Safety around the house

  • According to the NHS, falls account for around 44% of all children's injuries. Fit baby safety gates across your stairs. You'll need a fixed gate at the top of the stairs but pressure-fitted gates are fine for downstairs.

  • Fit baby safety gates across the doorways of any spaces you don't want your baby or toddler exploring. This could include the utility room, downstairs loo or conservatory. For more information, read our safety gates guide.

  • Make sure your baby can't fit through spaces between your banisters.
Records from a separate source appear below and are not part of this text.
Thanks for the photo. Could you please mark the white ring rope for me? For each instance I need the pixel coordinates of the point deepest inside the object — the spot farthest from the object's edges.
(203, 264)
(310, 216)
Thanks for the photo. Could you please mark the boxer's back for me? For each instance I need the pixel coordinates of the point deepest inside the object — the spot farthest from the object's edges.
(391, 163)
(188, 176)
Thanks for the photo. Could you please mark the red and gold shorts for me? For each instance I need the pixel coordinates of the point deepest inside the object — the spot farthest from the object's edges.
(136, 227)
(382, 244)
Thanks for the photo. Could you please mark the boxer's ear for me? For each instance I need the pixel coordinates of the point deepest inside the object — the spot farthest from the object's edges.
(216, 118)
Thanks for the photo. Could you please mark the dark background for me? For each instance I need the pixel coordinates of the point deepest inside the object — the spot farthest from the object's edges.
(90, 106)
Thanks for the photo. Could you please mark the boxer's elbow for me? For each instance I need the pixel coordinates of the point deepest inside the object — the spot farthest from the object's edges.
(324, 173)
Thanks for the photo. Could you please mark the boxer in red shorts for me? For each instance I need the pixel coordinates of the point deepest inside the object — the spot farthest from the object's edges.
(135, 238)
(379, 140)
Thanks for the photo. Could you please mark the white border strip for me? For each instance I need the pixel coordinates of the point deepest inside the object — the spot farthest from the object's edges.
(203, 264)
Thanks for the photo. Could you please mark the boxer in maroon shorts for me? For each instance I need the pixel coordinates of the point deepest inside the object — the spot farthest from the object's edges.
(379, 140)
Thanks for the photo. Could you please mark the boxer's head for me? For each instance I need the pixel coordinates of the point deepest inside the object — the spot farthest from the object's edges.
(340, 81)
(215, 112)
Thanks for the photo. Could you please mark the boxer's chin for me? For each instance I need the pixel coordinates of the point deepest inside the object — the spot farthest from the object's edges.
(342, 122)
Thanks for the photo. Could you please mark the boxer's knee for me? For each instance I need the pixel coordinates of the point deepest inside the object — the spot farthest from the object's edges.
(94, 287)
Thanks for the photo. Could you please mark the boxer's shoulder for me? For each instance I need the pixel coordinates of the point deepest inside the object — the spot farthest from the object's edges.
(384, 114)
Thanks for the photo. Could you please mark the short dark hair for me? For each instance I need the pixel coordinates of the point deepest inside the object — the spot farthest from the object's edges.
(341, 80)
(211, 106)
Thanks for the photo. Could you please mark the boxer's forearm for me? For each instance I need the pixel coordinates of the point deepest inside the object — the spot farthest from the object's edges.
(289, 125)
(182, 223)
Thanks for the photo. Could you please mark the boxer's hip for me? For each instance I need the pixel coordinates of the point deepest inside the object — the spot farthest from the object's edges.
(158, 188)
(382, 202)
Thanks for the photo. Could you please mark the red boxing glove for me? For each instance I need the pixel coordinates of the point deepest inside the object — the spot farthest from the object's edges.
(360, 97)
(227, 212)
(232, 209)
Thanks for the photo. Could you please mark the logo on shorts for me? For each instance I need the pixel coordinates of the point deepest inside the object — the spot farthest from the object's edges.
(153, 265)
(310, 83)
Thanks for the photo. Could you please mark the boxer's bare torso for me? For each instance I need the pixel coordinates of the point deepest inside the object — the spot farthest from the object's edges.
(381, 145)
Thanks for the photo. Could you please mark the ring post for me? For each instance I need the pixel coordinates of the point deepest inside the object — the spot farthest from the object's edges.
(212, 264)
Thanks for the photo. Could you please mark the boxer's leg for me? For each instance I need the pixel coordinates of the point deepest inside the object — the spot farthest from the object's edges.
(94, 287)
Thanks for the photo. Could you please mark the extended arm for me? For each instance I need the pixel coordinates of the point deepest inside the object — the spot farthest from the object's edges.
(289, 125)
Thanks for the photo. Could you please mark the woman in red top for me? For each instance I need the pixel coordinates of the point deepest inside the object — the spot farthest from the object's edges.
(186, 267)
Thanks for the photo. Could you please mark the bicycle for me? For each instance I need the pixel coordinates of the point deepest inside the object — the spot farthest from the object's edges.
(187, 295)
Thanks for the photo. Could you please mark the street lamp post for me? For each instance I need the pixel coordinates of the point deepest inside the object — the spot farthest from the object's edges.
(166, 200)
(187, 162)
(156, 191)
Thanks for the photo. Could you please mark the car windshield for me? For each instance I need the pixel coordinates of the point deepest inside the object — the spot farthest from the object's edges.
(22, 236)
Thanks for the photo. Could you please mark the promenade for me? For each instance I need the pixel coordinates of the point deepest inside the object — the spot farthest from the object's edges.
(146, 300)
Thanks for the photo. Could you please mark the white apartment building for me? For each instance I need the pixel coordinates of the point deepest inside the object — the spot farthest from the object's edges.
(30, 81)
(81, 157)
If they can, board them up temporarily.

  • Fit electric plug covers to stop your child putting their little fingers inside them.

  • Keep all alcohol locked away and put childproof locks on cupboards with cleaning products, medicines and toiletries, breakables (such as glassware) and sharp implements.

  • Cut looped ties for window blinds or drapes to remove the risk of strangulation.

  • Place a fixed fire guard with a mesh top around open fires and keep matches and firelighters out of reach.

  • Secure rugs with a non-slip underlay.

  • Install corner protectors to all furniture with sharp edges.

  • Secure furniture that can topple over, such as bookcases, to the wall.

  • Clear all surfaces your baby could pull itself up to, such as coffee tables and counter tops, and cover a glass-topped coffee table with safety film.

  • Secure table lamp wires behind items of furniture or use a hide-a-cord device so they're not visible or accessible.

  • Keep hairdryers, hair straighteners and other electrical equipment well out of your baby's reach, along with cosmetics and toiletries.

  • Don't use floor-based electric or fan heaters when your child is in the room.

  • Get rid of toxic houseplants or place them up high out of reach. If the leaves shed, it's best to remove these plants from the house altogether.

  • If you use a tablecloth, fix it with clips to prevent it - and everything on it - from being pulled down.

  • Remember to keep all handbags, including visitors', out of reach as they can contain chemicals (such as perfume or hand wash) that could harm your baby. They may have small items in them like hairgrips and pen caps that could become lodged in a toddler's nose or mouth.

  • Lock all doors that lead outside, including balcony doors and French windows.

Baby safety tip

Crawl around on your hands and knees to get a baby's-eye view of your home and spot any potential hazards. Secure or remove anything that looks tempting to pull down and explore

Making the garden safe for your baby

  • Securely cover, or (better still) fill in ponds and other water features.

  • Empty paddling pools and upturn buckets when not in use.

  • Keep side gates locked.

  • Check regularly for any pet or other animal faeces. Clear faeces away and keep your baby from regularly soiled areas - fence or screen them off if possible.

  • Keep all tools locked away securely.

  • Always supervise your baby when they're exploring outside.

  • If your baby is sleeping outdoors, cover their crib, carrycot or pram with a cat net, which will also protect against flying insects.

  • Don't let your baby dig around in soil with their hands. They could swallow something toxic.